Monday, 19 March 2012

Unintended consequences

Caritas proposal for a sharp increase in the minimum wage in order to extract people out of poverty, or out of the risk of poverty,  suffers from the law of unintended consequences.    This law states that certain measures if taken could have unintended consequences so that the end result would be the opposite of that intended.

I very much think that if Caritas suggestion is adopted the people on minimum wage could well be dragged down further into poverty rather than extracted out of it.

Caritas proposal overlooks two basic realities:

  • Our workers today are competing with workers in countries where wages are much lower than ours.

  • Workers on minimum wage are most probably unskilled and a raise in minimum wage would probably out-price them out of the labour market with very limited prospects for finding a new job if they lose the one they currently have.
The objective to pull people out of poverty would be more effectively achieved if tackled from the fiscal and social security side.  The living wage concept is interesting in the sense that people not earning enough to live above the poverty line should receive social payments rather than pay taxes, through some sort of  positive taxation.

This would keep their current minimum wage competitive and reduce the risk of losing their job.  

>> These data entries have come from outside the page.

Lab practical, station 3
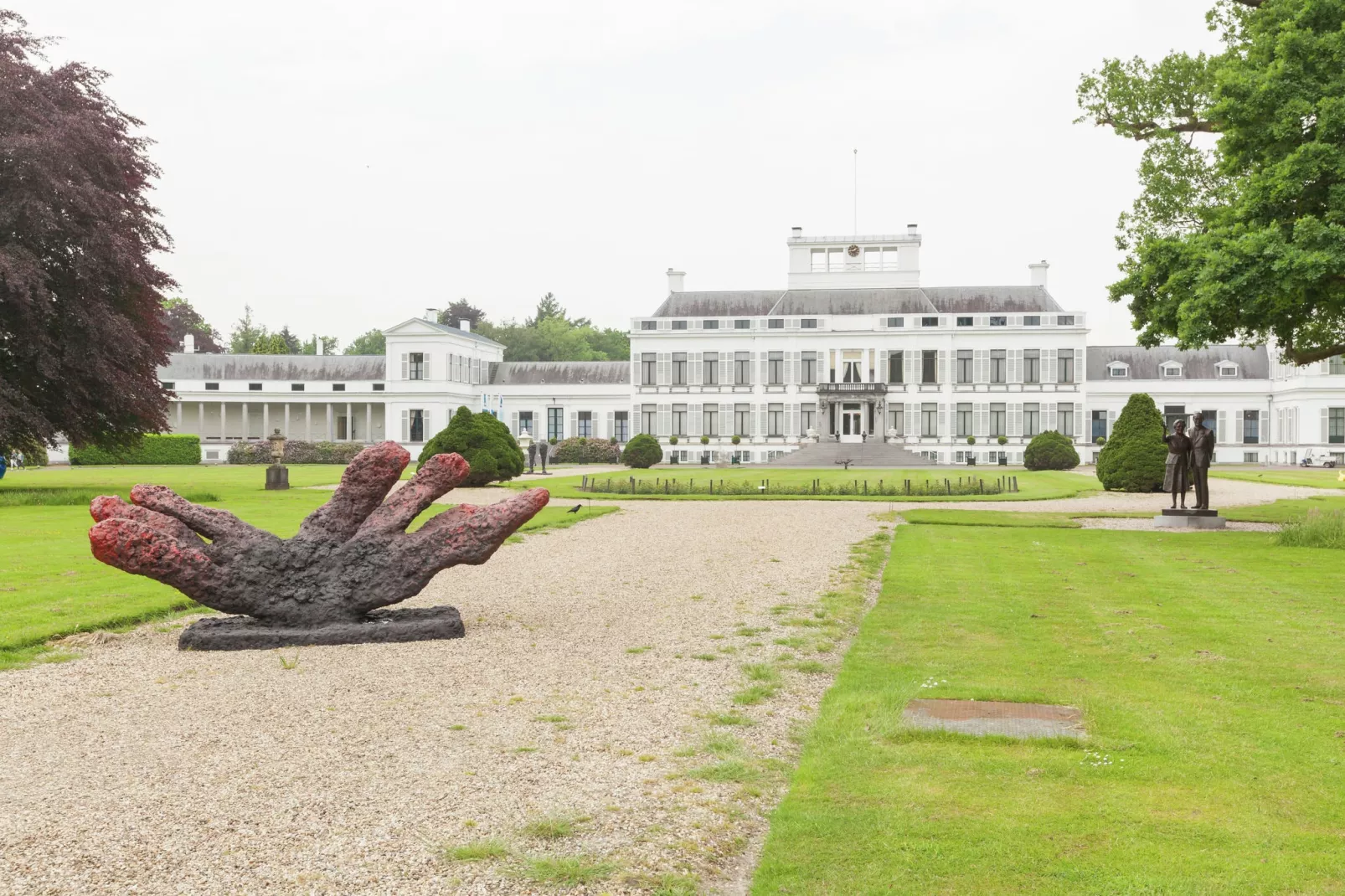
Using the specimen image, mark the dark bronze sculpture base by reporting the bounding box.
[178,607,466,650]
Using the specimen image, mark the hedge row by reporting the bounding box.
[70,435,200,466]
[229,440,368,464]
[548,436,621,464]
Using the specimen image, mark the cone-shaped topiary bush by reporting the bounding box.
[621,432,663,470]
[1023,430,1079,470]
[1097,392,1167,491]
[417,406,523,486]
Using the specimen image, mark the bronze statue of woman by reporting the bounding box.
[1163,420,1190,510]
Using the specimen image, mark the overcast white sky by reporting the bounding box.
[26,0,1214,344]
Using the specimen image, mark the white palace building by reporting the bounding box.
[147,224,1345,466]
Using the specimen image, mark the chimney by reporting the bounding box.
[1028,258,1050,288]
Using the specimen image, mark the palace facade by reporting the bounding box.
[142,224,1345,464]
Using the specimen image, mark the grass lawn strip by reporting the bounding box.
[753,525,1345,894]
[0,466,617,668]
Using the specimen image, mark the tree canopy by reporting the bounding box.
[1079,0,1345,364]
[0,11,175,453]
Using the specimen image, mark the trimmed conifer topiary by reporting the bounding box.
[1023,430,1079,470]
[417,406,523,486]
[621,432,663,470]
[1097,392,1167,491]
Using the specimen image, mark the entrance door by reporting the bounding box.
[841,404,863,441]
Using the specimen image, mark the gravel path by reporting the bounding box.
[0,490,883,894]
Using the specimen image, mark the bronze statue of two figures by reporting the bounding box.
[89,441,550,650]
[1163,415,1214,510]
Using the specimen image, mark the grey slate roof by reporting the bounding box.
[159,353,388,382]
[491,361,631,386]
[651,286,1061,317]
[1087,346,1270,379]
[417,317,504,348]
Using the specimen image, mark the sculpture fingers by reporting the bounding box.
[295,441,411,543]
[89,517,215,597]
[89,495,204,548]
[131,486,261,541]
[360,455,471,533]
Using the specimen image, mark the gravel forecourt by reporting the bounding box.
[0,494,883,894]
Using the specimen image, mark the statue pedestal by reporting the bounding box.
[1154,507,1225,528]
[266,464,289,491]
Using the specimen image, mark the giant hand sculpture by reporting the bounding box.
[89,441,550,650]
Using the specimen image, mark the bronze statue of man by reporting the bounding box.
[1163,420,1190,510]
[1188,413,1214,510]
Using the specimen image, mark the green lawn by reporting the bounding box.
[508,464,1097,501]
[1209,466,1345,488]
[753,526,1345,894]
[0,466,616,668]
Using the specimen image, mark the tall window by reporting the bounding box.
[733,405,752,439]
[1023,404,1041,436]
[920,402,939,436]
[990,348,1009,382]
[888,351,905,382]
[672,351,686,386]
[733,351,752,382]
[990,405,1009,436]
[1243,410,1260,445]
[1088,410,1107,441]
[957,348,971,379]
[1056,348,1074,382]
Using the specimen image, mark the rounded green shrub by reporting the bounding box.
[417,406,523,486]
[1023,430,1079,470]
[1097,392,1167,491]
[621,432,663,470]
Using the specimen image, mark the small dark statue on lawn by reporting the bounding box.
[1163,420,1190,510]
[89,441,549,650]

For such innovation to remain fiscally sustainable the country would have to rethink its social policy and render social services mostly means tested rather than universal.    Therefore a reliable means testing mechanism would be required and this would necessitate a total rehash of our fiscal system to reduce direct tax rates and shift the burden to indirect taxation.

Furthermore those who would be entitled to a living wage supplement to their normal wage would have to be helped to improve their skills and employability  by attending evening training courses.   This to ensure that we do not create a culture of dependency rather than a culture of innovation.

Surely the living wage concept needs to be explored further.  Solutions with grave risks of  unintended consequences should be avoided.